American Journal of Transplantation | 2013
Axel Schmid; Johannes Jacobi; M. A. Kuefner; Michael Lell; W. Wuest; I. Mayer-Kadner; K. Benz; Matthias Schmid; Kerstin Amann; Michael Uder
Percutaneous renal biopsy (PRB) of kidney transplants might be prevented by an elevated risk of bleeding or limited access to the allograft. In the following, we describe our initial experience with 71 transvenous renal transplant biopsies in 53 consecutive patients with unexplained reduced graft function who were considered unsuitable candidates for PRB (4.2% of all renal transplant biopsies at our institution).

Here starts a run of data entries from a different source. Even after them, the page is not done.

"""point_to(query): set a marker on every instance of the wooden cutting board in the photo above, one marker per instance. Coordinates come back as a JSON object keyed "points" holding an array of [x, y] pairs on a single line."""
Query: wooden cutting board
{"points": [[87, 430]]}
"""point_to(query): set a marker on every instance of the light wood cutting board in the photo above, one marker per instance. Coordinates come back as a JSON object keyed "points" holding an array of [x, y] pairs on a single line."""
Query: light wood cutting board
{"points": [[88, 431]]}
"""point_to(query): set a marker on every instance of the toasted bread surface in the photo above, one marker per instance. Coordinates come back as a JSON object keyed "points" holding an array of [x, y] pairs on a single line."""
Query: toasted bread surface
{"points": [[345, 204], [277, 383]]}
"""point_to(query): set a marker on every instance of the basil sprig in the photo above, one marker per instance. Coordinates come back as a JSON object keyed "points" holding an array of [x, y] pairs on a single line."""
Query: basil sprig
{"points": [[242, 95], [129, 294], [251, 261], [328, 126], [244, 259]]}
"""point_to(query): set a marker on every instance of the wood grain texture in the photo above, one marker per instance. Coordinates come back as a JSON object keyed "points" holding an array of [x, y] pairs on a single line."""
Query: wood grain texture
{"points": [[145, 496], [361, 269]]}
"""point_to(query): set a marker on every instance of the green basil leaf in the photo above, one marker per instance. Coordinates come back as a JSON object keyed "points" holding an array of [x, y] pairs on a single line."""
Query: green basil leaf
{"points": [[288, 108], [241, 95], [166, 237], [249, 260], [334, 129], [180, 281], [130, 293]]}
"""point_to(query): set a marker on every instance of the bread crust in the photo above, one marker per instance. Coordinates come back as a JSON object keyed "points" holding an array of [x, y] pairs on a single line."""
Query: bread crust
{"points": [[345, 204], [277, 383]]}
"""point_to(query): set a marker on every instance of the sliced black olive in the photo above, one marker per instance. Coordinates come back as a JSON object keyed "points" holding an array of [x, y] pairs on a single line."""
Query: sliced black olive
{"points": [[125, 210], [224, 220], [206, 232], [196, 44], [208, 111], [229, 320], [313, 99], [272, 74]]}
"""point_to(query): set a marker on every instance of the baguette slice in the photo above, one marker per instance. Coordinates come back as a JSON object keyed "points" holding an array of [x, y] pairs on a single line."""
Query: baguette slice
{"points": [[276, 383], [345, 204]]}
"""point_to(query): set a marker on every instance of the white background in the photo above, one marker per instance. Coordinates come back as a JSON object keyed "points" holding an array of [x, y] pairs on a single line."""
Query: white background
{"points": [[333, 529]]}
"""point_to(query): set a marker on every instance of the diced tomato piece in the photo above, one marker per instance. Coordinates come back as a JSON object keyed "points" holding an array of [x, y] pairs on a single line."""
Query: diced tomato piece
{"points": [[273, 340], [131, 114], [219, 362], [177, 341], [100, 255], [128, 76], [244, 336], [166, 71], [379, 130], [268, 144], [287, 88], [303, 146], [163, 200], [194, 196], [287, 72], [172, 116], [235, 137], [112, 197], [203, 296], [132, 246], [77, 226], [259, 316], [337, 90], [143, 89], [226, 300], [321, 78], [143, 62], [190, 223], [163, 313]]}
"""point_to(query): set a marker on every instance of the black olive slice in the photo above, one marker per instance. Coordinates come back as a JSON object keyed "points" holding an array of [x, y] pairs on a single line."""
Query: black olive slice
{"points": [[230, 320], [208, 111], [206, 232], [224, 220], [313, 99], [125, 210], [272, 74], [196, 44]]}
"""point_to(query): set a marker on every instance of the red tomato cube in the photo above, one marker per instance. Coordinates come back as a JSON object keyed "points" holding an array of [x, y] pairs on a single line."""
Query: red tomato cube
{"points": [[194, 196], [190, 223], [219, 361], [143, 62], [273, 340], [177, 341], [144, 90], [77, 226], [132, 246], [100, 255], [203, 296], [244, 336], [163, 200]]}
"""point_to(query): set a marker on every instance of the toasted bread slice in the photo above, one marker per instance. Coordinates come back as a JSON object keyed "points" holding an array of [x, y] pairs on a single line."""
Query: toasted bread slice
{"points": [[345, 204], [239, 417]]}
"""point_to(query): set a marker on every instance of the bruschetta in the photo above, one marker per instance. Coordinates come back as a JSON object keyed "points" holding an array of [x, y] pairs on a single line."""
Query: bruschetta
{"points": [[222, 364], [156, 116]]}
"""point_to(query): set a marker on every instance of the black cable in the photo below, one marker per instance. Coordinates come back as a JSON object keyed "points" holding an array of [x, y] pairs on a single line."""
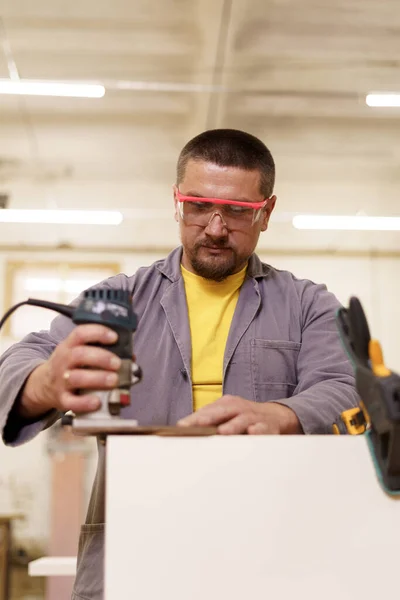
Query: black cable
{"points": [[67, 311]]}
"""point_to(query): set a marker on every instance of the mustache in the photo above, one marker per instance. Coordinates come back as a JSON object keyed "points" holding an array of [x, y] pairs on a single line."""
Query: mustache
{"points": [[220, 244]]}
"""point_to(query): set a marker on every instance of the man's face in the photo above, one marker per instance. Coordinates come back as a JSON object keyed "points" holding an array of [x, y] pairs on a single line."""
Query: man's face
{"points": [[215, 251]]}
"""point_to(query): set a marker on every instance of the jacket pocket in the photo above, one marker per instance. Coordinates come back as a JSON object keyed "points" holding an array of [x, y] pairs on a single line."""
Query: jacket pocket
{"points": [[274, 368], [89, 582]]}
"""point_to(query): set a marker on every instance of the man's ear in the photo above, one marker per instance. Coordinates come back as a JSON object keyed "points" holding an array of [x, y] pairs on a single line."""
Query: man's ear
{"points": [[176, 211], [267, 212]]}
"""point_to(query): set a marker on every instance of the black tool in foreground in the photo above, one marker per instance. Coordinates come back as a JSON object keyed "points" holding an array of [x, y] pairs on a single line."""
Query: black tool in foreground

Biopsies were performed via the ipsilateral femoral vein with a renal biopsy set designed for transjugular renal biopsy (TJRB) of native kidneys. Positioning of the biopsy system within the transplant vein was achievable in 58 of 71 (81.7%) procedures. The specimen contained a median of 10 glomeruli (range 0–38). Tissue was considered as adequate for diagnosis in 56 of 57 (98.2%) biopsies. With respect to BANFF 50.9% of the specimen were adequate (>10 glomeruli), 47.4% marginally adequate (1–9 glomeruli) and 1.8% inadequate (no glomeruli). After implementation of real‐time assessment all specimen contained glomeruli. One of the fifty‐eight (1.8%) procedure‐related major complications occurred (hydronephrosis requiring nephrostomy due to gross hematuria). Transfemoral renal transplant biopsy (TFRTB) is feasible and appears to be safe compared to PRB. It offers a useful new alternative for histological evaluation of graft dysfunction in selected patients with contraindications to PRB.